INTEGRAZIONI DI CALCIO/VITAMINA "D" ED EVENTI CARDIOVASCOLARI
J udith Hsia e coll. della George Washington University, Washington, hanno valutato il rischio di eventi coronarici e cerebrovascolari nel trial randomizzato del Women's Health Initiative di calcio e vitamina D su 36.282 donne in postmenopausa dai 50 ai 79 anni di età, di 40 sedi cliniche, trattate con 500 mg di carbonato di calcio e 200 UI di vitamina D due volte il giorno o placebo (Circulation. 2007;115:846-854). Durante i sette anni di follow-up, l'infarto miocardico o la morte per malattia coronarica sono stati confermati in 499 donne del gruppo del calcio/vitamina D e in 475 del gruppo placebo (HR 1.04; IC 95%, 0,92-1,18). L'ictus è stato confermato in 362 donne assegnate al calcio/vitamina D e in 377 del gruppo placebo (HR 0.95; IC 95%, 0,82 a 1,10). Nelle analisi dei sottogruppi, le donne con più elevata assunzione di calcio totale (dieta più supplementi) al basale non hanno presentato un rischio più alto di eventi coronarici (P = 0.91 per confronto) o d'ictus (p = 0.14 per confronto), se assegnato al gruppo di calcio/vitamina D. In conclusione, il trattamento per un periodo di sette anni di calcio/vitamina D non ha dimostrato aumento né diminuzione del rischio coronarico o cerebrovascolare in donne sane in postmenopausa.

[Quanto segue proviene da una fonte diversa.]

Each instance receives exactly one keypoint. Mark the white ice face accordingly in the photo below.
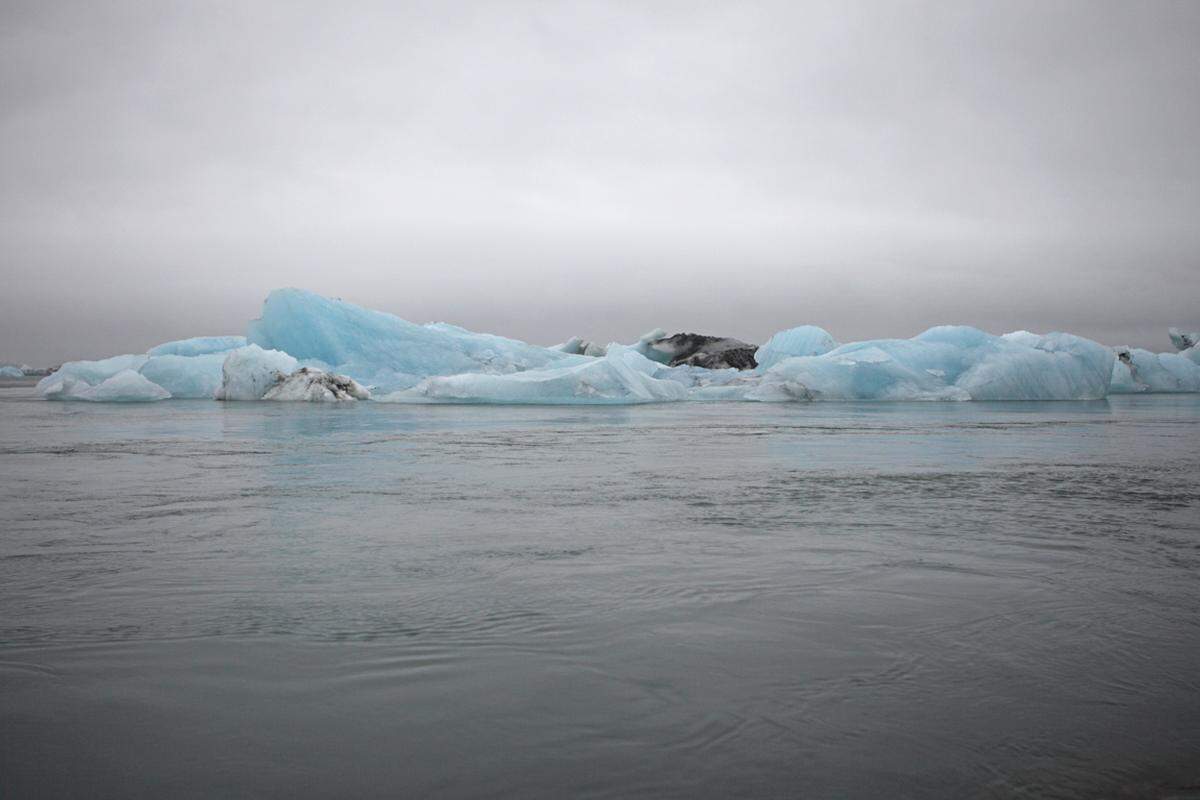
(805, 340)
(249, 372)
(947, 364)
(352, 353)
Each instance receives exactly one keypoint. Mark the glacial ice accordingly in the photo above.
(186, 377)
(1183, 340)
(124, 386)
(199, 346)
(383, 350)
(621, 376)
(946, 364)
(805, 340)
(311, 348)
(310, 385)
(580, 346)
(249, 372)
(1141, 371)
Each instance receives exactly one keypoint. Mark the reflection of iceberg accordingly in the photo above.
(311, 348)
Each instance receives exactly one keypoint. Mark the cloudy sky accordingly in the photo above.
(543, 169)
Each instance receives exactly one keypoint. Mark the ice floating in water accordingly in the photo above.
(384, 350)
(249, 372)
(580, 346)
(947, 364)
(1141, 371)
(622, 376)
(186, 377)
(805, 340)
(199, 346)
(1183, 340)
(311, 348)
(697, 350)
(125, 386)
(311, 385)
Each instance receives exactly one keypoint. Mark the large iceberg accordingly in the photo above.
(805, 340)
(622, 376)
(947, 364)
(1141, 371)
(384, 350)
(124, 386)
(199, 346)
(306, 347)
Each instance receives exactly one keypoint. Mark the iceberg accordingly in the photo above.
(697, 350)
(1141, 371)
(186, 377)
(249, 372)
(382, 349)
(311, 348)
(199, 346)
(621, 376)
(311, 385)
(580, 346)
(946, 364)
(125, 386)
(805, 340)
(1183, 340)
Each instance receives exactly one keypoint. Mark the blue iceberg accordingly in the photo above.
(947, 364)
(311, 348)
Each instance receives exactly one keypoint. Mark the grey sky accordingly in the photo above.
(541, 169)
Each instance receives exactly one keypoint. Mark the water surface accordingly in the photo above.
(958, 600)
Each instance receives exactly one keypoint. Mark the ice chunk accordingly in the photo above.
(94, 372)
(126, 386)
(195, 377)
(1141, 371)
(622, 376)
(199, 346)
(645, 346)
(1183, 340)
(382, 349)
(249, 372)
(700, 350)
(580, 346)
(316, 386)
(947, 362)
(805, 340)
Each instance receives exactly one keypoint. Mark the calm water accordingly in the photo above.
(829, 600)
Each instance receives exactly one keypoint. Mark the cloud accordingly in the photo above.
(544, 169)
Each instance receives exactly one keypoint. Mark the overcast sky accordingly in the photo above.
(541, 169)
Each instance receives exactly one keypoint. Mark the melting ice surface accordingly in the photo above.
(306, 347)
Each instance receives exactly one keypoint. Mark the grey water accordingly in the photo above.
(941, 600)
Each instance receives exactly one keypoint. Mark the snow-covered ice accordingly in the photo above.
(311, 385)
(199, 346)
(621, 376)
(249, 372)
(382, 349)
(306, 347)
(805, 340)
(948, 362)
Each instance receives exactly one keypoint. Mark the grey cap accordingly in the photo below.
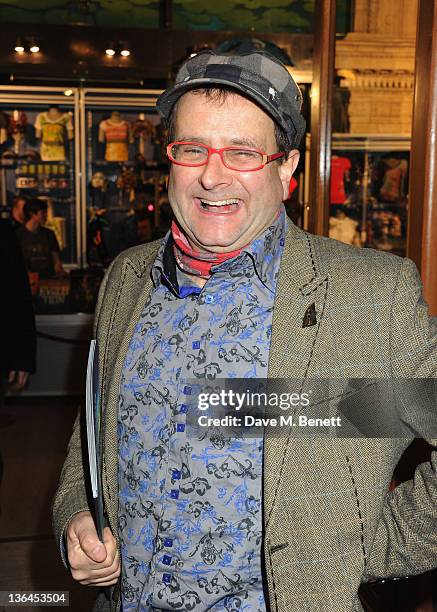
(257, 75)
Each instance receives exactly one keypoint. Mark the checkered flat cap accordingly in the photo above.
(258, 75)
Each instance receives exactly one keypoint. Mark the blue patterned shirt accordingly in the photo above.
(190, 508)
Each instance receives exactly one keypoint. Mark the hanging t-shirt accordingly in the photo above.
(117, 140)
(339, 167)
(54, 134)
(394, 178)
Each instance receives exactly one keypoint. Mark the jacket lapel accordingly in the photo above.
(132, 292)
(297, 319)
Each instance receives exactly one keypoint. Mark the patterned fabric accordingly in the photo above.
(259, 75)
(190, 523)
(330, 521)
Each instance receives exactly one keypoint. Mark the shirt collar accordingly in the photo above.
(264, 254)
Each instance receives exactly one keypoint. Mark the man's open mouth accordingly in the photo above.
(220, 206)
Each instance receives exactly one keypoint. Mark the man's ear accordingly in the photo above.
(286, 170)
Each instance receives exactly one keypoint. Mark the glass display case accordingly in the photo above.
(369, 191)
(124, 181)
(39, 158)
(93, 157)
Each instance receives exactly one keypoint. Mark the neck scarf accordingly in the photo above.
(195, 262)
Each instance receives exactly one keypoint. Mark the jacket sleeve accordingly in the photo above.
(406, 536)
(71, 495)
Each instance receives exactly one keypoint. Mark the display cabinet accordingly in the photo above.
(369, 190)
(124, 178)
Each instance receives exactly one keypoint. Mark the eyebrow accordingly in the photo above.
(244, 142)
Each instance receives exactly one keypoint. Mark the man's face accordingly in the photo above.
(257, 196)
(17, 210)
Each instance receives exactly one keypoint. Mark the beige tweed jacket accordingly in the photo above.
(330, 522)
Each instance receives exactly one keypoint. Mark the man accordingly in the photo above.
(17, 320)
(38, 243)
(220, 523)
(17, 212)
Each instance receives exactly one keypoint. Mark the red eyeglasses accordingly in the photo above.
(193, 154)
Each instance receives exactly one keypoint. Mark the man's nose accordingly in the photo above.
(215, 173)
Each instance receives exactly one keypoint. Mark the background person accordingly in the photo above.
(38, 243)
(17, 320)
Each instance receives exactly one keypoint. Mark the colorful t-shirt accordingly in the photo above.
(117, 140)
(54, 135)
(339, 167)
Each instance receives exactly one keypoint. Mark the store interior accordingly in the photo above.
(79, 132)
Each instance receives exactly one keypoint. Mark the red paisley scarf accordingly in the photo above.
(195, 262)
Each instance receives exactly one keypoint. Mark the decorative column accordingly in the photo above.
(376, 64)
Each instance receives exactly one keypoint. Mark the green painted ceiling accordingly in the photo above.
(242, 15)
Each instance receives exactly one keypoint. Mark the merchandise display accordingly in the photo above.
(369, 191)
(38, 160)
(117, 135)
(55, 129)
(125, 180)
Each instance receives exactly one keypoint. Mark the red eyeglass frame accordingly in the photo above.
(266, 159)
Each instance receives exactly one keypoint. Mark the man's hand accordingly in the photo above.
(91, 562)
(17, 379)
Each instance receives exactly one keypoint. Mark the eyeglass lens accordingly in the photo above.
(244, 159)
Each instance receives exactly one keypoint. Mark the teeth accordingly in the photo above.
(219, 202)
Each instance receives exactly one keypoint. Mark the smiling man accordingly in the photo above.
(235, 290)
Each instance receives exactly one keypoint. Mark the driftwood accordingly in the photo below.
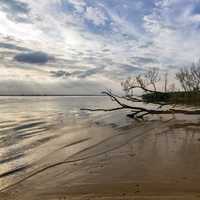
(139, 112)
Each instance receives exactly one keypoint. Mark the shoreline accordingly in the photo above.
(151, 160)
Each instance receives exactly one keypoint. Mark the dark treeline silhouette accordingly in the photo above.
(156, 89)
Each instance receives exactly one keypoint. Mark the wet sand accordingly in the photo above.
(157, 159)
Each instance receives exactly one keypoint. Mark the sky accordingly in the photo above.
(86, 46)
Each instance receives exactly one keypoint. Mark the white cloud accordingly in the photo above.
(96, 15)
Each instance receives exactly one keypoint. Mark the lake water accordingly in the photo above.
(28, 125)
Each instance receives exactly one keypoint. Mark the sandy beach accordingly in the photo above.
(155, 159)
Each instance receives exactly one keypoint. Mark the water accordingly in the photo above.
(31, 128)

IPOVITAMINOSI "D" E FATTORI DI RISCHIO CV
David Martins e coll. della Charles R Drew University of Medicine and Science hanno utilizzato i dati NHANES, raccolti tra il 1988 e il 1994 per valutare il legame tra i livelli di vitamina D e i fattori di rischio cardiovascolare (Arch Int Med 2007; 167:1159-1165). La prevalenza corretta per obesità, diabete, elevati livelli serici di trigliceridi e pressione alta sono risultati significativamente più elevati nel quartile più basso della 25-idrossivitamina D serica rispetto a quelli del quartile più alto e le donne, gli anziani e le minoranze etniche hanno dimostrato livelli più bassi di vitamina. Nel complesso, più della metà di quasi tutti i sottogruppi esaminati mostrava livelli insufficienti di 25-idrossivitamina D, anche per gli standard attuali (<30 ng/mL).

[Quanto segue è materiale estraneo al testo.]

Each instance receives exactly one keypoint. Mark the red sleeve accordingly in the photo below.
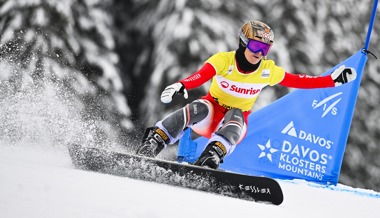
(198, 78)
(306, 82)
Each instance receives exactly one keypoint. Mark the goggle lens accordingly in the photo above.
(257, 46)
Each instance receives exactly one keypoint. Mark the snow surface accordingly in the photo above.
(40, 181)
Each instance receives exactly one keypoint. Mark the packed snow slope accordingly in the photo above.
(39, 182)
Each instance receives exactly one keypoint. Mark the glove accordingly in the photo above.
(343, 75)
(170, 91)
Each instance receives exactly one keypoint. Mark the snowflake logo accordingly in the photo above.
(267, 150)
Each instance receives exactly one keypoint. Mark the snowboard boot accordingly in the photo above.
(154, 141)
(212, 156)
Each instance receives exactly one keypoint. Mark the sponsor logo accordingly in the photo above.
(328, 104)
(265, 73)
(309, 137)
(224, 84)
(238, 89)
(304, 153)
(267, 151)
(248, 91)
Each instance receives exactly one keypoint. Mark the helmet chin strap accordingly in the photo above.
(242, 62)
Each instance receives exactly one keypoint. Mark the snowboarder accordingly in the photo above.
(237, 79)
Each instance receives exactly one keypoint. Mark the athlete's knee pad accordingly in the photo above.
(177, 121)
(232, 126)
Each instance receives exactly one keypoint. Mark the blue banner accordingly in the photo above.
(303, 135)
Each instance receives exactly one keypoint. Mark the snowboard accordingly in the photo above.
(247, 187)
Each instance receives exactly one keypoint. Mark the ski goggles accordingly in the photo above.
(257, 46)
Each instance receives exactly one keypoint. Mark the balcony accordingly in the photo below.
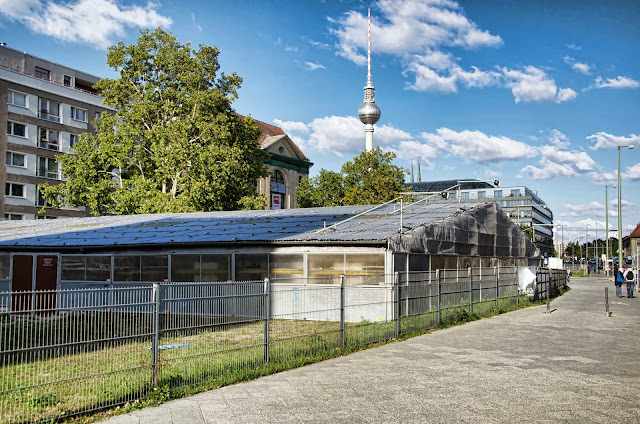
(49, 145)
(45, 173)
(45, 114)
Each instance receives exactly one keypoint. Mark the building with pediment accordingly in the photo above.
(287, 167)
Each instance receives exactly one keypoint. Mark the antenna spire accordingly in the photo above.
(369, 112)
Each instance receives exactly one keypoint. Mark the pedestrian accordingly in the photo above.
(629, 279)
(619, 279)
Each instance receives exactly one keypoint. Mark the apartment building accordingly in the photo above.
(45, 107)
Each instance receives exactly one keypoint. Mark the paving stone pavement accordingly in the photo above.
(573, 365)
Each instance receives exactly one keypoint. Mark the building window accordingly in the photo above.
(277, 177)
(16, 159)
(49, 139)
(49, 110)
(41, 200)
(42, 73)
(16, 129)
(78, 114)
(47, 168)
(17, 99)
(14, 190)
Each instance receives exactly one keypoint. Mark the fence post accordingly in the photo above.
(496, 274)
(156, 333)
(342, 310)
(267, 288)
(396, 301)
(549, 291)
(439, 296)
(470, 277)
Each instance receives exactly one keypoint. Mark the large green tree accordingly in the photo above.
(173, 143)
(370, 178)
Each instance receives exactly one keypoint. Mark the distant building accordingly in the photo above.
(287, 167)
(45, 107)
(520, 203)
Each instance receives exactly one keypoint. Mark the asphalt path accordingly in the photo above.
(573, 365)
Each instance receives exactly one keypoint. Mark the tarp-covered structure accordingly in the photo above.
(469, 229)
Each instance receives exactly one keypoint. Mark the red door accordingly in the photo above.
(46, 282)
(22, 281)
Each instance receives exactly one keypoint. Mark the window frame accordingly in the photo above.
(13, 154)
(12, 124)
(9, 188)
(47, 172)
(74, 110)
(11, 98)
(46, 113)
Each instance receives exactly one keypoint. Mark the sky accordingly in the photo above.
(535, 93)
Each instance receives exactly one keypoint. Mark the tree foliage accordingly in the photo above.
(174, 142)
(370, 178)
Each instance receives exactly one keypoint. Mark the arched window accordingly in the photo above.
(277, 177)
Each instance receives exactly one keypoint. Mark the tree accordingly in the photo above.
(371, 178)
(173, 144)
(323, 190)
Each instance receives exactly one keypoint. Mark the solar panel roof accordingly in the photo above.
(332, 224)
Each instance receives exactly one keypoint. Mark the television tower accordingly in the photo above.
(369, 112)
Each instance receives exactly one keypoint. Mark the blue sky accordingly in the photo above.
(535, 93)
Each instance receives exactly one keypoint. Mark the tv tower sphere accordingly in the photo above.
(369, 112)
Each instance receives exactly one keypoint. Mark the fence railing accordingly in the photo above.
(67, 352)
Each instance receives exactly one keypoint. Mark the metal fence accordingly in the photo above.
(68, 352)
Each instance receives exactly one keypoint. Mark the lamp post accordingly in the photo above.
(606, 213)
(620, 208)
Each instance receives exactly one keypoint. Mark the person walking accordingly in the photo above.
(629, 279)
(619, 279)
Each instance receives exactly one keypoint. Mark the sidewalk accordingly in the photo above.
(573, 365)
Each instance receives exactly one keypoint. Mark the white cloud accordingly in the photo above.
(312, 66)
(604, 178)
(477, 78)
(533, 85)
(584, 68)
(411, 148)
(589, 209)
(477, 146)
(408, 27)
(94, 22)
(618, 82)
(633, 172)
(340, 135)
(607, 141)
(549, 170)
(426, 79)
(559, 139)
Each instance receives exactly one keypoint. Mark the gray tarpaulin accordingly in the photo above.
(484, 230)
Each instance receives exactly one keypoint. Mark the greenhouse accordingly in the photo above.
(362, 242)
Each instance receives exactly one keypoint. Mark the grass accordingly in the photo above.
(68, 383)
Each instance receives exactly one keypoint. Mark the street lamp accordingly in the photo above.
(606, 213)
(620, 208)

CARENZA DI VITAMINA D ASSOCIATA CON UN AUMENTO DELLA MORTALITÀ
Harald Dobnig e coll. del Medical University of Graz, Austria), prendendo atto che il 50% - 60% delle persone non hanno lo status di vitamina D soddisfacente, in ragione probabilmente a fattori come l'urbanizzazione, le nuove tendenze demografiche, la ridotta attività all'aperto, l'inquinamento atmosferico e l'oscuramento globale e che la produzione cutanea di vitamina D diminuisce con l'età, ribadendo che recenti studi hanno mostrato l'associazione tra i livelli di bassa 25 (OH) D con importanti fattori di rischio cardiovascolare, sostenendo i risultati precedenti che hanno dimostrato gli effetti positivi della vitamina D e suoi analoghi sulla fibrinolisi, lipidi nel sangue, trombogenicità, rigenerazione endoteliale e la crescita delle cellule muscolari liscie, insieme di fattori che sostengono fortemente gli effetti benefici della 25-idrossivitamina D sul sistema cardiovascolare, peraltro, indipendenti del metabolismo del calcio, osservando che ci sono pochi studi sull'associazione della vitamina D endogena con il grado di mortalità totale e cardiovascolare, hanno eseguito uno studio prospettico di coorte su 3.258 pazienti, arruolati per angiografia coronarica nello studio LURIC, seguiti per una media di 7,7 anni (Arch Intern Med 2008; 168:1340-1349). Durante lo studio sono deceduti 737 soggetti (22,6%), di cui 463 per cause cardiovascolari. I risultati durante il follow -up hanno mostrato che i due quartili inferiori di 25-idrossivitamina D basale (in media, 7,6 e 13,3 ng/mL) e, soprattutto quelli nel quartile più basso, presentavano un rischio significativamente più elevato di mortalità per tutte le cause.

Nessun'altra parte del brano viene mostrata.